このように、新しいITを導入する際には行き当たりばったりではなく、実証的な裏付けが必要です。この段階を徹底することで、実際のシステム構築で起こりうる問題をかなりの程度、避けることができます。

プロジェクトの第2期は開発段階。2014年1月からはじまり、15年3月の完成を予定していました。調査段階の第1期、エヌアイデイは4人のメンバーで臨んでいましたが、開発にあたって人員が必要。立ち上がりは12人のメンバーを編成し、作業ピーク時には26人まで拡大しました。開発リーダーは大規模なプロジェクトをいくつも率いてきたベテランがあたりましたが、医療機器系システムの経験があまりないため、その点は第1期からプロジェクトに貼り付いているメンバーが補いました。チーム内の意思疎通や意見交換を活発におこなうのがエヌアイデイの流儀です。また、外部研修(マイクロソフト主催の医療システムの技術セミナー)へメンバーを送り、技術のボトムアップにも努めました。

その一方で、メンバーの心身の健康にも最大限の留意をはらい、休日出勤や多くの残業を無くし、希望する休暇が取得できるように、キメ細かい進捗管理とメンバー間のフォローを行いました。
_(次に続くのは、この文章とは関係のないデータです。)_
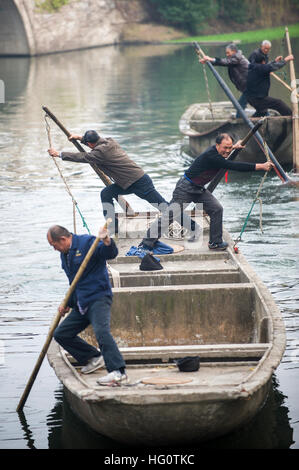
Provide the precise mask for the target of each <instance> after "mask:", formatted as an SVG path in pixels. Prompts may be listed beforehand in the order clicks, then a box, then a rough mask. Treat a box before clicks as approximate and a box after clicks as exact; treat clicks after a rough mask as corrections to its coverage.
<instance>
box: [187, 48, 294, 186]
mask: <svg viewBox="0 0 299 470" xmlns="http://www.w3.org/2000/svg"><path fill="white" fill-rule="evenodd" d="M193 45H194V47H195V48H196V50H197V51H198V52H199V53H200V54H201V55H202V57H204V55H205V54H204V53H203V51H202V49H201V47H200V46H199V44H198V43H197V42H194V43H193ZM207 65H208V67H209V69H210V70H211V72H212V73H213V75H214V76H215V78H216V80H217V81H218V83H219V85H220V86H221V88H222V89H223V90H224V92H225V94H226V95H227V96H228V98H229V99H230V100H231V102H232V103H233V105H234V107H235V108H236V109H237V110H238V111H239V113H240V115H241V116H242V118H243V120H244V121H245V122H246V124H248V126H249V127H250V128H251V129H253V127H254V124H253V123H252V122H251V121H250V119H248V117H247V116H246V114H245V112H244V110H243V108H242V107H241V106H240V104H239V102H238V101H237V100H236V98H235V97H234V95H233V94H232V92H231V91H230V89H229V88H228V86H227V85H226V83H225V82H224V80H223V79H222V78H221V77H220V75H219V73H218V72H217V71H216V70H215V68H214V67H213V65H212V64H211V62H209V61H208V62H207ZM255 137H256V139H257V142H258V143H259V145H260V147H261V149H262V151H263V152H264V153H265V154H266V151H267V152H268V154H269V157H270V159H271V160H272V162H273V163H274V169H275V171H276V174H277V176H279V178H280V179H281V180H282V181H283V182H284V183H286V182H291V179H290V178H289V176H288V175H287V174H286V173H285V171H284V169H283V168H282V167H281V165H280V163H279V162H278V161H277V160H276V158H275V156H274V155H273V153H272V151H271V149H269V147H268V146H267V150H266V149H265V148H264V140H263V138H262V136H261V135H260V133H259V132H256V133H255Z"/></svg>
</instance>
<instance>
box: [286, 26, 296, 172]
mask: <svg viewBox="0 0 299 470" xmlns="http://www.w3.org/2000/svg"><path fill="white" fill-rule="evenodd" d="M285 32H286V41H287V46H288V53H289V55H291V54H292V47H291V40H290V35H289V30H288V28H285ZM289 64H290V77H291V87H292V99H291V101H292V116H293V167H294V170H295V172H297V173H298V172H299V117H298V100H297V96H294V95H293V93H294V94H295V93H296V87H297V80H296V73H295V65H294V60H290V62H289Z"/></svg>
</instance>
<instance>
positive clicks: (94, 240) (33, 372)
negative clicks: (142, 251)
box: [17, 219, 111, 411]
mask: <svg viewBox="0 0 299 470" xmlns="http://www.w3.org/2000/svg"><path fill="white" fill-rule="evenodd" d="M109 223H111V219H108V220H107V221H106V223H105V225H104V227H105V228H106V227H108V225H109ZM100 240H101V236H100V233H99V234H98V236H97V237H96V238H95V240H94V242H93V244H92V245H91V247H90V248H89V250H88V252H87V254H86V256H85V258H84V260H83V262H82V264H81V265H80V268H79V269H78V271H77V274H76V276H75V277H74V279H73V282H72V283H71V285H70V287H69V289H68V291H67V293H66V295H65V297H64V299H63V301H62V303H61V306H62V307H64V308H66V307H67V305H68V302H69V300H70V297H71V295H72V293H73V292H74V290H75V288H76V286H77V284H78V282H79V280H80V278H81V276H82V274H83V273H84V271H85V268H86V266H87V264H88V262H89V260H90V258H91V257H92V255H93V254H94V252H95V250H96V248H97V246H98V244H99V242H100ZM60 319H61V314H60V312H59V311H58V312H57V314H56V315H55V317H54V319H53V321H52V324H51V326H50V329H49V332H48V335H47V339H46V341H45V343H44V346H43V348H42V350H41V353H40V355H39V357H38V360H37V362H36V364H35V367H34V369H33V371H32V373H31V375H30V377H29V380H28V382H27V385H26V387H25V390H24V392H23V394H22V396H21V399H20V401H19V404H18V406H17V411H21V410H22V409H23V407H24V405H25V402H26V400H27V398H28V395H29V393H30V390H31V388H32V386H33V384H34V381H35V379H36V376H37V374H38V372H39V369H40V367H41V365H42V362H43V360H44V357H45V355H46V353H47V351H48V349H49V346H50V343H51V341H52V338H53V334H54V331H55V329H56V328H57V326H58V324H59V322H60Z"/></svg>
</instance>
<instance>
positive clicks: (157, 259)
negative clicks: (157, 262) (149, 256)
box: [126, 246, 160, 261]
mask: <svg viewBox="0 0 299 470" xmlns="http://www.w3.org/2000/svg"><path fill="white" fill-rule="evenodd" d="M148 252H149V251H148V250H146V249H145V248H142V247H140V246H138V247H136V246H131V248H130V249H129V251H128V253H126V256H138V257H139V258H143V257H144V256H145V255H147V254H148ZM156 259H157V260H158V261H160V260H159V259H158V258H156Z"/></svg>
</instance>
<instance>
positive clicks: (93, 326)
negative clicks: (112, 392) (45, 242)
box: [47, 225, 127, 385]
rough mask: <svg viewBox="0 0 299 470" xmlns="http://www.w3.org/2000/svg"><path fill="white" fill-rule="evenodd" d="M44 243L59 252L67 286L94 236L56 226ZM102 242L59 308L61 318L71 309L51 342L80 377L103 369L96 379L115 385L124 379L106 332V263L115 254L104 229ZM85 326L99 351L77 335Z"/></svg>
mask: <svg viewBox="0 0 299 470" xmlns="http://www.w3.org/2000/svg"><path fill="white" fill-rule="evenodd" d="M47 238H48V242H49V244H50V245H51V246H53V248H54V249H55V250H58V251H59V252H60V257H61V263H62V268H63V270H64V271H65V273H66V275H67V277H68V279H69V283H70V284H71V283H72V281H73V279H74V277H75V275H76V273H77V271H78V269H79V267H80V265H81V264H82V262H83V260H84V258H85V256H86V254H87V252H88V250H89V248H90V247H91V245H92V244H93V242H94V240H95V237H94V236H91V235H75V234H73V233H70V232H69V231H68V230H67V229H66V228H64V227H61V226H60V225H54V226H53V227H51V228H50V229H49V230H48V233H47ZM101 238H102V241H101V242H100V243H99V244H98V246H97V248H96V251H95V252H94V254H93V255H92V257H91V259H90V260H89V262H88V264H87V266H86V268H85V271H84V272H83V274H82V276H81V278H80V280H79V281H78V284H77V286H76V288H75V290H74V292H73V294H72V296H71V298H70V301H69V305H68V306H67V307H66V308H64V307H63V306H62V305H61V306H60V307H59V312H60V314H61V315H62V316H64V315H65V314H66V313H68V312H69V310H70V308H71V309H72V310H71V312H70V313H69V315H68V316H67V317H66V319H65V320H64V321H63V322H62V323H61V324H60V325H59V326H58V327H57V328H56V330H55V331H54V339H55V340H56V341H57V342H58V343H59V344H60V345H61V346H62V347H63V348H64V349H65V350H66V351H68V352H69V353H70V354H71V355H72V356H73V357H74V358H75V359H76V360H77V361H78V363H79V364H80V365H83V366H84V367H83V368H82V369H81V372H82V373H83V374H89V373H91V372H94V371H95V370H97V369H99V368H101V367H103V366H104V362H105V365H106V368H107V371H108V375H105V376H104V377H101V378H100V379H98V380H97V382H98V383H99V384H100V385H110V384H113V383H116V382H117V383H119V382H121V381H123V380H125V379H126V378H127V376H126V373H125V362H124V359H123V357H122V355H121V353H120V351H119V349H118V347H117V344H116V343H115V341H114V339H113V337H112V335H111V332H110V308H111V304H112V290H111V285H110V281H109V275H108V272H107V267H106V260H107V259H113V258H115V257H116V256H117V254H118V249H117V247H116V245H115V243H114V240H113V239H112V238H110V237H109V235H108V232H107V230H106V229H104V228H103V229H102V230H101ZM89 324H91V325H92V327H93V329H94V332H95V336H96V339H97V341H98V344H99V348H100V351H99V350H98V349H97V348H95V347H94V346H91V345H90V344H88V343H87V342H86V341H84V340H83V339H82V338H80V337H79V336H77V335H78V334H79V333H80V332H81V331H83V330H84V329H85V328H86V327H87V326H88V325H89Z"/></svg>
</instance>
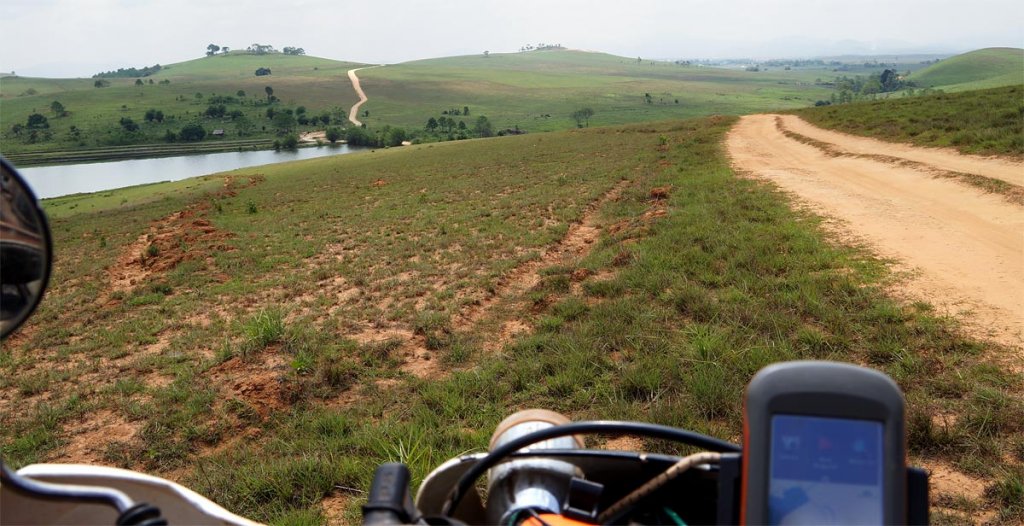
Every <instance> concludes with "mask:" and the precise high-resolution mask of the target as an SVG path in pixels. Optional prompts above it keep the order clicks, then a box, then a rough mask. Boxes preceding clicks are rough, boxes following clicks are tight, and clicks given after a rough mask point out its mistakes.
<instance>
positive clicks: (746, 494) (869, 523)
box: [740, 361, 907, 524]
mask: <svg viewBox="0 0 1024 526" xmlns="http://www.w3.org/2000/svg"><path fill="white" fill-rule="evenodd" d="M903 407H904V401H903V394H902V393H901V392H900V390H899V387H897V386H896V383H895V382H893V381H892V380H891V379H890V378H889V377H887V376H885V375H883V374H882V372H879V371H877V370H872V369H868V368H865V367H859V366H856V365H850V364H845V363H838V362H828V361H795V362H786V363H779V364H774V365H770V366H768V367H765V368H764V369H762V370H761V371H760V372H758V374H757V375H756V376H755V377H754V380H752V381H751V384H750V386H749V387H748V390H746V398H745V400H744V405H743V457H742V458H743V468H742V479H741V482H742V489H741V491H742V495H741V502H742V506H741V508H740V522H741V523H742V524H904V523H906V522H907V512H906V500H907V496H906V480H907V468H906V457H905V450H904V422H903Z"/></svg>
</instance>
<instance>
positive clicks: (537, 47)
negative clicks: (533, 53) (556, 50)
mask: <svg viewBox="0 0 1024 526" xmlns="http://www.w3.org/2000/svg"><path fill="white" fill-rule="evenodd" d="M551 49H565V48H564V47H562V45H561V44H545V43H543V42H542V43H540V44H538V45H537V46H536V47H535V46H532V45H530V44H526V45H525V46H522V47H520V48H519V52H520V53H525V52H526V51H547V50H551Z"/></svg>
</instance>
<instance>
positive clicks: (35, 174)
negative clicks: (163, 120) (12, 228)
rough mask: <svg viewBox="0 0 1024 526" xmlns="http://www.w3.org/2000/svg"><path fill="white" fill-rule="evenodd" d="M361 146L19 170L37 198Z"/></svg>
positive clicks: (172, 157) (250, 164) (158, 180)
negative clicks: (30, 187)
mask: <svg viewBox="0 0 1024 526" xmlns="http://www.w3.org/2000/svg"><path fill="white" fill-rule="evenodd" d="M360 149H362V148H358V147H349V146H348V145H347V144H335V145H324V146H319V147H308V148H299V149H297V150H294V151H273V150H260V151H225V152H222V154H200V155H195V156H178V157H166V158H159V159H137V160H129V161H114V162H110V163H86V164H78V165H62V166H44V167H36V168H23V169H19V170H18V171H19V172H22V174H23V175H25V177H26V179H28V180H29V183H30V184H31V185H32V188H33V189H34V190H35V191H36V195H38V196H39V199H44V198H58V196H60V195H69V194H72V193H81V192H90V191H99V190H109V189H113V188H122V187H125V186H134V185H136V184H145V183H153V182H160V181H178V180H181V179H187V178H189V177H198V176H201V175H208V174H213V173H217V172H225V171H227V170H234V169H238V168H247V167H251V166H260V165H269V164H272V163H284V162H287V161H298V160H302V159H313V158H319V157H328V156H339V155H343V154H351V152H353V151H358V150H360Z"/></svg>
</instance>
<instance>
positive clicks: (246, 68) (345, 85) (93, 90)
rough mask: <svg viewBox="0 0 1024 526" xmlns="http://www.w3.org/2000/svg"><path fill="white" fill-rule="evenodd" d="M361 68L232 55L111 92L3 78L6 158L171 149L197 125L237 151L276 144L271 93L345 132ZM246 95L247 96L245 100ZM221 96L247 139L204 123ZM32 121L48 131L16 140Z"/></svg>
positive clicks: (154, 74) (279, 57) (327, 60)
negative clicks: (260, 143)
mask: <svg viewBox="0 0 1024 526" xmlns="http://www.w3.org/2000/svg"><path fill="white" fill-rule="evenodd" d="M358 65H360V64H356V63H352V62H343V61H338V60H330V59H326V58H317V57H312V56H292V55H284V54H267V55H259V56H257V55H250V54H246V53H239V52H233V53H231V54H228V55H215V56H209V57H203V58H198V59H195V60H188V61H185V62H180V63H174V64H169V65H166V67H164V68H163V69H162V70H161V71H159V72H157V73H156V74H154V75H152V76H150V77H145V78H143V79H141V80H142V85H136V79H132V78H115V79H103V80H104V81H105V82H108V83H109V85H108V86H105V87H95V82H97V79H36V78H23V77H11V78H4V79H3V82H2V83H0V116H2V121H3V126H2V129H0V150H2V151H3V154H4V155H8V156H9V155H14V156H17V155H22V154H26V152H46V151H49V152H53V151H61V150H77V149H96V148H105V147H111V146H121V145H131V144H140V145H141V144H150V143H165V142H166V141H165V140H164V136H165V134H166V133H167V132H168V131H171V132H175V133H176V132H178V131H179V130H180V129H181V128H182V127H183V126H185V125H187V124H191V123H198V124H200V125H202V126H203V127H204V128H205V129H206V130H207V131H208V132H212V131H213V130H215V129H223V130H225V137H224V139H222V140H223V141H224V142H226V144H225V146H226V147H231V143H230V142H229V141H230V140H232V139H246V140H252V139H255V138H263V139H272V138H273V137H274V136H275V134H274V129H273V127H272V124H271V120H270V119H269V118H267V117H266V114H265V112H266V108H267V106H266V103H265V102H266V98H267V97H266V92H265V91H264V90H265V88H266V87H267V86H270V87H271V88H272V89H273V95H274V96H276V97H278V98H279V99H280V100H281V101H280V102H278V103H275V104H274V107H275V108H278V109H281V108H293V109H295V108H298V106H304V107H305V108H306V112H307V113H308V115H310V116H313V115H315V116H319V115H322V114H325V113H327V114H329V115H331V116H333V117H334V118H335V119H336V120H337V122H338V123H339V124H341V123H343V122H345V121H344V119H345V116H346V115H347V109H348V107H349V106H350V105H351V104H352V103H354V102H355V101H356V100H358V98H357V97H356V96H355V93H354V92H353V91H352V87H351V83H350V82H349V81H348V77H347V75H346V72H347V71H348V70H349V69H351V68H356V67H358ZM258 68H269V69H270V71H271V72H272V75H269V76H264V77H257V76H255V71H256V70H257V69H258ZM151 82H152V84H151ZM240 90H241V91H244V92H245V95H244V96H239V91H240ZM218 95H219V96H221V97H231V98H230V99H228V100H226V101H222V102H218V103H224V105H225V109H226V112H227V113H230V112H232V111H238V112H241V113H242V115H244V116H245V118H246V119H247V120H248V122H249V123H250V125H249V130H248V131H247V132H246V134H245V135H244V136H243V135H241V134H240V124H239V123H240V120H238V119H231V118H228V117H223V118H209V117H204V116H203V114H204V112H205V111H206V109H207V108H208V107H209V106H210V105H211V101H212V100H214V99H213V97H215V96H218ZM54 100H56V101H59V102H60V103H61V104H62V105H63V107H65V108H66V109H67V112H68V114H67V115H66V116H57V115H55V114H53V113H52V112H51V109H50V104H51V103H52V102H53V101H54ZM151 108H153V109H159V111H161V112H163V114H164V121H163V122H162V123H157V122H152V123H151V122H145V120H144V115H145V113H146V111H147V109H151ZM34 113H38V114H41V115H44V116H45V117H46V118H47V119H48V125H49V127H48V128H45V129H39V130H36V133H35V135H33V134H32V130H25V131H23V132H22V133H17V134H15V133H14V132H12V129H11V128H12V126H14V125H16V124H22V125H24V124H26V123H27V120H28V118H29V116H30V115H32V114H34ZM123 118H127V119H131V120H132V121H133V122H134V123H136V124H137V125H138V126H139V127H140V129H139V130H138V131H136V132H131V133H125V131H124V129H123V127H122V126H121V124H120V122H121V119H123ZM304 128H305V129H312V128H321V129H322V128H323V125H321V126H316V127H299V128H298V129H299V130H302V129H304ZM76 130H77V131H76ZM206 142H210V141H206Z"/></svg>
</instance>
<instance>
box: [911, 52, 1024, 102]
mask: <svg viewBox="0 0 1024 526" xmlns="http://www.w3.org/2000/svg"><path fill="white" fill-rule="evenodd" d="M910 80H912V81H914V82H915V83H916V84H918V85H919V86H921V87H928V88H943V89H946V90H951V91H964V90H969V89H982V88H994V87H999V86H1010V85H1015V84H1021V83H1024V49H1020V48H1014V47H990V48H985V49H978V50H976V51H971V52H968V53H964V54H959V55H956V56H951V57H949V58H946V59H945V60H940V61H939V62H937V63H936V64H934V65H931V67H929V68H926V69H924V70H921V71H920V72H915V73H913V74H911V75H910Z"/></svg>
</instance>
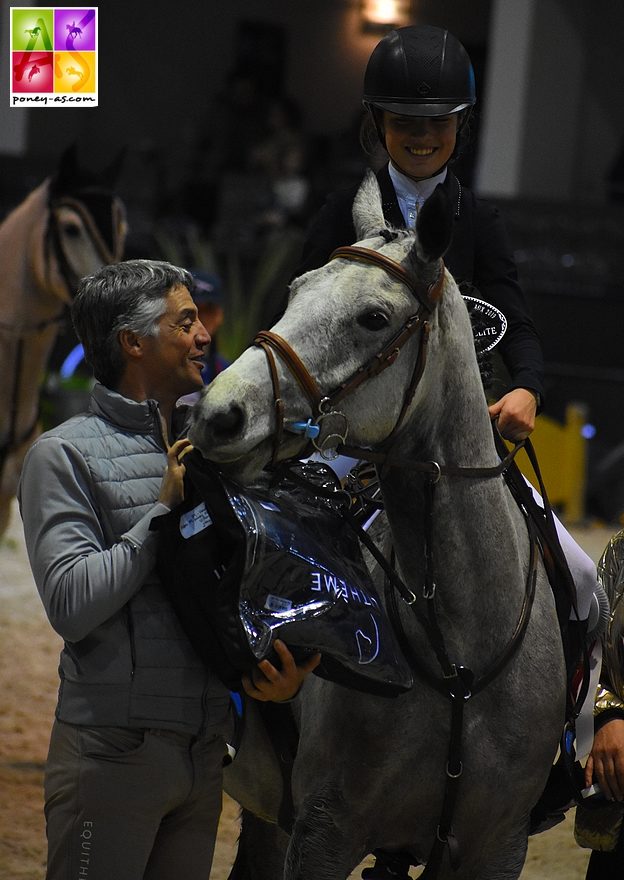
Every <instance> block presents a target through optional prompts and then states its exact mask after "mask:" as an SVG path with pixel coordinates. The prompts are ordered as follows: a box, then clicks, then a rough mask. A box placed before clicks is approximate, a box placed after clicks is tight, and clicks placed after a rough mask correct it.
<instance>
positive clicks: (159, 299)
mask: <svg viewBox="0 0 624 880" xmlns="http://www.w3.org/2000/svg"><path fill="white" fill-rule="evenodd" d="M193 285H194V281H193V276H192V275H191V273H190V272H188V271H187V270H186V269H181V268H180V267H179V266H173V265H172V264H171V263H165V262H163V261H160V260H125V261H124V262H122V263H113V264H112V265H110V266H103V267H102V268H101V269H98V271H97V272H95V273H94V274H93V275H87V276H86V277H85V278H83V279H82V280H81V281H80V284H79V286H78V293H77V294H76V297H75V299H74V301H73V303H72V306H71V316H72V321H73V324H74V328H75V330H76V333H77V335H78V338H79V339H80V341H81V342H82V345H83V348H84V353H85V360H86V361H87V363H88V364H89V365H90V366H91V368H92V369H93V373H94V375H95V378H96V379H97V380H98V381H99V382H102V384H103V385H106V386H107V387H108V388H112V389H116V388H117V386H118V384H119V382H120V380H121V378H122V376H123V372H124V369H125V359H124V355H123V352H122V349H121V346H120V344H119V333H120V332H121V331H122V330H131V331H133V332H134V333H136V334H137V335H138V336H156V335H157V334H158V322H159V320H160V318H161V317H162V316H163V315H164V313H165V312H166V310H167V305H166V302H165V300H166V297H167V294H168V293H169V291H170V290H172V288H175V287H186V288H187V289H188V290H189V291H192V290H193Z"/></svg>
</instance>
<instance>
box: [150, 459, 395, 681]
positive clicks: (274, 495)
mask: <svg viewBox="0 0 624 880" xmlns="http://www.w3.org/2000/svg"><path fill="white" fill-rule="evenodd" d="M185 464H186V478H185V501H184V502H183V504H181V505H180V506H179V507H178V508H176V509H175V510H173V511H171V513H169V514H167V515H166V516H164V517H159V518H158V519H157V520H155V521H154V522H153V526H152V527H153V528H157V529H158V531H159V533H160V535H159V554H158V568H159V574H160V577H161V580H162V582H163V585H164V586H165V588H166V590H167V592H168V594H169V597H170V599H171V601H172V604H173V605H174V607H175V609H176V611H177V614H178V617H179V619H180V621H181V623H182V625H183V627H184V629H185V631H186V633H187V635H188V636H189V638H190V640H191V642H192V644H193V645H194V647H195V649H196V651H197V652H198V654H199V655H200V657H202V659H203V660H204V661H205V662H206V663H208V664H209V665H210V666H211V667H212V668H213V669H214V670H215V671H216V672H217V674H219V675H220V677H221V679H222V680H223V681H224V682H225V683H226V684H227V685H228V687H231V688H233V689H235V688H236V687H237V686H238V684H239V682H240V675H241V673H242V672H244V671H246V670H248V669H249V668H250V667H251V666H252V665H254V664H255V663H257V662H258V661H259V660H262V659H264V658H265V657H268V658H269V659H272V660H273V659H275V655H274V652H273V649H272V645H273V642H274V640H275V638H278V637H279V638H280V639H282V640H283V641H284V642H286V644H287V645H288V646H289V647H290V649H291V650H292V651H293V653H294V654H295V656H296V657H298V658H301V657H303V656H305V655H306V654H309V653H313V652H316V651H320V652H321V654H322V658H323V659H322V662H321V665H320V666H319V667H318V668H317V670H316V674H318V675H321V676H322V677H325V678H328V679H331V680H333V681H336V682H339V683H341V684H344V685H346V686H348V687H354V688H357V689H359V690H364V691H367V692H370V693H375V694H379V695H385V696H395V695H397V694H399V693H402V692H405V691H406V690H409V688H410V687H411V685H412V676H411V672H410V669H409V666H408V664H407V662H406V660H405V658H404V657H403V655H402V654H401V651H400V649H399V647H398V644H397V641H396V638H395V635H394V632H393V630H392V627H391V624H390V622H389V620H388V618H387V616H386V613H385V611H384V608H383V605H382V603H381V602H380V599H379V595H378V593H377V590H376V588H375V585H374V584H373V582H372V580H371V577H370V575H369V572H368V569H367V568H366V565H365V563H364V560H363V557H362V553H361V550H360V547H359V542H358V540H357V537H356V535H355V534H354V533H353V532H352V530H351V529H350V528H349V526H348V525H347V524H346V522H345V521H344V519H343V518H342V517H341V516H340V513H339V511H340V509H341V507H342V506H343V505H344V504H345V503H346V502H348V499H347V498H346V497H345V494H344V493H343V492H342V490H341V487H340V484H339V482H338V481H337V478H336V476H335V474H334V472H333V471H332V470H331V469H330V468H328V467H327V466H325V465H321V464H318V463H316V462H308V463H301V464H299V465H297V466H296V468H294V470H293V473H292V474H291V475H285V476H283V477H282V478H281V479H280V480H279V481H277V482H276V483H275V484H274V485H272V486H271V488H269V489H266V490H265V489H262V490H261V489H256V488H243V487H241V486H239V485H237V484H236V483H235V482H234V481H232V480H230V479H228V478H227V477H225V476H224V475H223V474H221V473H219V471H218V470H217V469H216V468H215V467H214V466H212V465H211V464H209V463H208V462H206V461H204V460H203V459H202V458H201V456H200V455H199V453H196V452H193V453H191V454H190V455H188V456H186V458H185ZM302 483H305V484H306V485H307V486H308V488H305V489H304V488H302ZM310 485H313V486H315V489H314V490H313V491H310V488H309V486H310Z"/></svg>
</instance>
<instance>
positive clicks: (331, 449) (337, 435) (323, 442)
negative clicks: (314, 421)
mask: <svg viewBox="0 0 624 880" xmlns="http://www.w3.org/2000/svg"><path fill="white" fill-rule="evenodd" d="M326 401H327V402H329V400H328V398H326V397H325V398H323V400H322V401H321V403H320V404H319V410H320V411H321V415H320V416H319V417H318V419H317V420H316V422H315V425H316V426H317V427H318V429H319V434H320V432H321V428H322V424H321V423H322V422H323V421H325V419H331V418H333V417H334V416H338V417H339V418H341V419H342V420H343V422H344V427H343V429H342V431H335V430H334V431H332V432H331V433H330V434H327V435H326V436H325V437H323V439H322V441H321V442H320V443H318V442H317V441H318V437H319V434H317V436H316V437H313V438H312V446H314V448H315V449H316V451H317V452H318V453H319V455H320V456H321V458H323V459H324V460H325V461H335V459H337V458H338V456H339V454H340V453H339V452H338V447H339V446H344V444H345V443H346V442H347V436H348V434H349V422H348V420H347V417H346V415H345V414H344V413H343V412H340V411H339V410H330V411H329V412H324V411H323V404H325V402H326Z"/></svg>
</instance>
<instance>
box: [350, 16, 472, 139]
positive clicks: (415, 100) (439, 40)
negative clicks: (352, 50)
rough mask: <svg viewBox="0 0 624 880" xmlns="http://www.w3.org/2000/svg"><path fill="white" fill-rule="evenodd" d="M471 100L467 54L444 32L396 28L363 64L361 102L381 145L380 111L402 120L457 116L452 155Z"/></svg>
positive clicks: (461, 44)
mask: <svg viewBox="0 0 624 880" xmlns="http://www.w3.org/2000/svg"><path fill="white" fill-rule="evenodd" d="M476 100H477V98H476V92H475V78H474V70H473V68H472V64H471V62H470V58H469V57H468V53H467V52H466V50H465V49H464V47H463V46H462V44H461V43H460V42H459V40H458V39H457V38H456V37H454V36H453V34H451V33H449V31H447V30H445V29H443V28H438V27H433V26H431V25H413V26H410V27H404V28H398V29H397V30H394V31H391V32H390V33H389V34H388V35H387V36H385V37H384V38H383V40H381V42H379V43H378V44H377V46H376V47H375V48H374V49H373V52H372V54H371V56H370V58H369V60H368V64H367V66H366V73H365V74H364V95H363V103H364V106H365V107H366V108H367V110H368V111H369V112H370V113H371V116H372V117H373V120H374V122H375V127H376V128H377V134H378V135H379V139H380V140H381V142H382V144H384V146H385V137H384V133H383V128H382V126H381V114H380V113H379V111H380V110H388V111H389V112H390V113H398V114H400V115H401V116H448V115H449V114H451V113H461V119H460V122H459V125H458V128H457V134H458V146H456V148H455V152H454V154H453V155H454V156H455V155H457V152H458V148H459V140H460V138H459V134H460V132H461V130H462V128H463V127H464V126H465V124H466V122H467V120H468V117H469V116H470V111H471V109H472V107H473V106H474V104H475V102H476Z"/></svg>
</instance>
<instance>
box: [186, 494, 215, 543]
mask: <svg viewBox="0 0 624 880" xmlns="http://www.w3.org/2000/svg"><path fill="white" fill-rule="evenodd" d="M211 525H212V519H211V517H210V514H209V513H208V511H207V510H206V505H205V504H204V502H203V501H202V503H201V504H198V505H197V507H194V508H193V510H189V511H187V513H183V514H182V516H181V517H180V534H181V535H182V537H183V538H187V539H188V538H192V537H193V535H198V534H199V533H200V532H203V531H204V529H207V528H208V526H211Z"/></svg>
仕事とプライベートのメリハリをつけることで、メンバーのモチベーションを高く維持することができたのです。

プロジェクト遂行で工夫が必要だったのは、他社との連携です。新しい技術の導入については前述したようにある程度の準備ができていましたが、他社とのやりとりでは言葉のニュアンスの違いやシステムとの関わり方の違いが思わぬ齟齬を生みます。発注元である医療機器メーカーと既存版システムを手がけたシステムインテグレータとの間ではあうんの呼吸でわかることが、新しく参加した我々には察することができず、それを確認するのに手間取ったということもあります。また、既存版システムが10年ほどをかけて機能追加していったものなので、膨大な情報の中からそれを解明し、新システムへと継承していくことも難しい点でした。さいわい、2014年4月に完成した新システムのデモ版は、発注元から高評価を戴き、これでプロジェクトの道筋が大きく開けました。

このプロジェクトでは新卒入社2年目の若手に重要な仕事を任せましたし、同じく1年目の新人も先輩の手伝いではなく、開発に参加する中で徐々に力を伸ばしていきました。それが可能なのも、世代間の壁がなく、遠慮なく発言ができ相談をしあえる風土があればこそでしょう。プロジェクトチームの全員が同じフロアに集結しており、定例的なミーティングのみならず、随時話し合いができる環境も大きなメリットです。周囲から「賑やかで和気あいあいとしたチームだね」と言われるほどチームとしての結束は確かなものでした。